For one thing, if Bingham's life was anything like what he described in his
fiction, then his premature death could scarcely have come as a surprise. Lightning
on the Sun is concerned with the misadventures of three characters, all of
whom spend most of their time either stoned or drunk. Substance abuse isn't an
addiction or an escape for these people so much as it is a way of life. Even
though they are all in their thirties it is difficult to imagine them as adults,
much less making it to middle age.
Our hero is Asher, an American living in Phnom Penh. Though he originally
went to Cambodia with the noble goal of helping to restore ancient monuments, he
is now desperate to get back home. Realizing that he can't do this without a
load of cash ("America meant money. America equaled money."), he
decides to smuggle some opium to his girlfriend, Julie G-Spot, in New York
through an unwitting journalist named Reese.
At least that's the plan. But, as always in such sordid tales, there are
complications. Gangsters in both locations become involved and pretty soon
everyone is running for his life.
What happens is certainly improbable, but that is the least of the book's
problems. Bingham's characters are all of the Bret Easton Ellis variety: Young,
well-educated, relatively privileged, drugged-up, oversexed, and terminally
bored. Asher is described by his girlfriend as being "decadent nihilism
personified." Reese is a burned-out preppie. Julie is a downwardly mobile
delinquent. They are all idiots. How any of them ended up in their present rut
is never explained. It's possible Bingham wants us to see them as victims,
though of what I have no idea.
Lightning on the Sun is also very much in the modern tradition of the
novel that wants to be a movie, which means that it tries very hard to be a
second-rate, physically-oriented drama without a lot of introspection. The best
a reader can hope for is an entertaining style, which is often the saving grace
for the present generation of hip young novelists. But unlike the best of his
peers, Bingham's writing is not exceptional and does nothing to help the story
along. In fact, its very hipness is part of the problem. The sentence
"Their love had risen, then fallen like a dead cat thrown from an apartment
building" doesn't make any sense at all to me.

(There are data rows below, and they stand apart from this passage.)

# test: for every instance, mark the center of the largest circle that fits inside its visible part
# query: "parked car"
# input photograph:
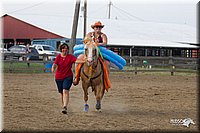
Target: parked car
(19, 52)
(48, 50)
(4, 53)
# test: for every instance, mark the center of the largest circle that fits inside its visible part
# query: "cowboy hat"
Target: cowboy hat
(98, 23)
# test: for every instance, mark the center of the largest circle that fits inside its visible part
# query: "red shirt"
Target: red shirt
(64, 66)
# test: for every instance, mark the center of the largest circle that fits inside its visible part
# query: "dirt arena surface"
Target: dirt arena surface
(143, 102)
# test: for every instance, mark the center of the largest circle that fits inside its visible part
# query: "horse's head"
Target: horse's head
(91, 52)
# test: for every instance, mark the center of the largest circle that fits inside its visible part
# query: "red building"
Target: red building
(17, 32)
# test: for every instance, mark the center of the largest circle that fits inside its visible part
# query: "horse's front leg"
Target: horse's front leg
(85, 89)
(99, 95)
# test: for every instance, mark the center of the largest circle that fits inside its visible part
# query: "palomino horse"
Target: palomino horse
(92, 74)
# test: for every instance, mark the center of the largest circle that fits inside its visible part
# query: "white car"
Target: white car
(46, 50)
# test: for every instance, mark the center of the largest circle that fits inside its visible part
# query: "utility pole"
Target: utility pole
(109, 9)
(74, 28)
(85, 18)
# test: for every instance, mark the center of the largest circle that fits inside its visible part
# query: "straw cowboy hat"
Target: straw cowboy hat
(98, 23)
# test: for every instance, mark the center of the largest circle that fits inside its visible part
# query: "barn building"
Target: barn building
(139, 39)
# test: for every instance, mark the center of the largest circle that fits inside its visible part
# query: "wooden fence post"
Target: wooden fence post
(171, 63)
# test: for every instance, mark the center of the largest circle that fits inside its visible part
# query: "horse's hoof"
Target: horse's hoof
(86, 108)
(98, 106)
(98, 110)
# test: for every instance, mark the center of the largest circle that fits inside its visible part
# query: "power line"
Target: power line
(27, 7)
(128, 13)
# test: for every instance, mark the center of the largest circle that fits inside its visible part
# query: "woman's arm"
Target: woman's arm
(54, 67)
(80, 61)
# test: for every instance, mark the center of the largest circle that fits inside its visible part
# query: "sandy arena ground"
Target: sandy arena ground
(143, 102)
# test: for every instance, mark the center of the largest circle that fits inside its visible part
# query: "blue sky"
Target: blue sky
(178, 11)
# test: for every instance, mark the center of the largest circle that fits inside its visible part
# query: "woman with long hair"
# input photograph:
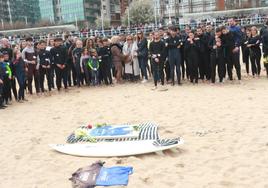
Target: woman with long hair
(117, 57)
(143, 55)
(127, 49)
(90, 44)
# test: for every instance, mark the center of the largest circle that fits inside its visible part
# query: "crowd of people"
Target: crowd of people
(167, 55)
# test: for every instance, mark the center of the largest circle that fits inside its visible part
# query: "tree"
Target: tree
(140, 12)
(106, 22)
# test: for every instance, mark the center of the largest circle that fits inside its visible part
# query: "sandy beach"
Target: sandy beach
(225, 129)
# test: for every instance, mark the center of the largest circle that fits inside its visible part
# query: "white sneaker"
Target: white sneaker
(144, 81)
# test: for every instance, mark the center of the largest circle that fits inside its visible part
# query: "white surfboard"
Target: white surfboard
(112, 149)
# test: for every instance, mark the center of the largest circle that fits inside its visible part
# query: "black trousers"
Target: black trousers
(105, 72)
(21, 82)
(45, 73)
(71, 71)
(167, 70)
(1, 95)
(61, 75)
(6, 93)
(207, 65)
(255, 59)
(217, 62)
(193, 69)
(201, 65)
(234, 62)
(14, 89)
(158, 72)
(33, 73)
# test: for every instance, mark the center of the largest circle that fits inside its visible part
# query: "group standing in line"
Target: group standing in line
(169, 56)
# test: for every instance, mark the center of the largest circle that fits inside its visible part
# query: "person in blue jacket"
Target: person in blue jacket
(94, 65)
(2, 74)
(19, 72)
(235, 57)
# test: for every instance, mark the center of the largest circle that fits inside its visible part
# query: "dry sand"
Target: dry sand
(225, 129)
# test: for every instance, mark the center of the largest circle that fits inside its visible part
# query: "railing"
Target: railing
(147, 29)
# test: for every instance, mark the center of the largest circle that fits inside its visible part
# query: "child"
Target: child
(191, 53)
(104, 54)
(77, 53)
(29, 56)
(59, 56)
(20, 73)
(265, 61)
(83, 64)
(7, 79)
(45, 66)
(94, 65)
(156, 49)
(217, 58)
(2, 74)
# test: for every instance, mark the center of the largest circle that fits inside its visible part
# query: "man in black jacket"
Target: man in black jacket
(157, 49)
(59, 55)
(45, 66)
(174, 43)
(228, 44)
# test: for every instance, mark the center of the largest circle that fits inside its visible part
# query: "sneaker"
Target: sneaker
(144, 81)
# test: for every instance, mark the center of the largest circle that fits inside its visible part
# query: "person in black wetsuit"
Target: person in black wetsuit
(255, 52)
(76, 54)
(157, 49)
(2, 74)
(191, 52)
(245, 49)
(174, 43)
(105, 66)
(202, 64)
(29, 55)
(59, 56)
(217, 57)
(20, 73)
(44, 58)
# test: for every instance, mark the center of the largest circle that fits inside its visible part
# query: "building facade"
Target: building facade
(67, 11)
(173, 9)
(12, 11)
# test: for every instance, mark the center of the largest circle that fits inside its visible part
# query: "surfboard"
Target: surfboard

Finally there is the ghost of Graham Greene, invoked by an epigraph which
implores us not to abandon all faith. But if the book has any connection to
Graham Greene it is to the bad Greene, the religious bigot. Running through the
work of 20th century authors from T. S. Eliot to Walker Percy is the idea that a
sinner is at least someone who knows and appreciates what it means to sin. The
point is that no matter how much of an amoral jerk you are, you're still
better than the rest of the human herd if you have what might be labeled a
spiritual dimension.
Whatever validity this attitude had 50 years ago, I think it's fair to say
that in Lightning on the Sun the spiritual dimension has finally expired.
Asher, Julie and Reese are only cynical, soulless creations, without either the
roguish charm or sense of suffering shared by most anti-heroes.
This may say something about young people and the absence of faith in the
world today, but it's hard to believe we needed this book to say it.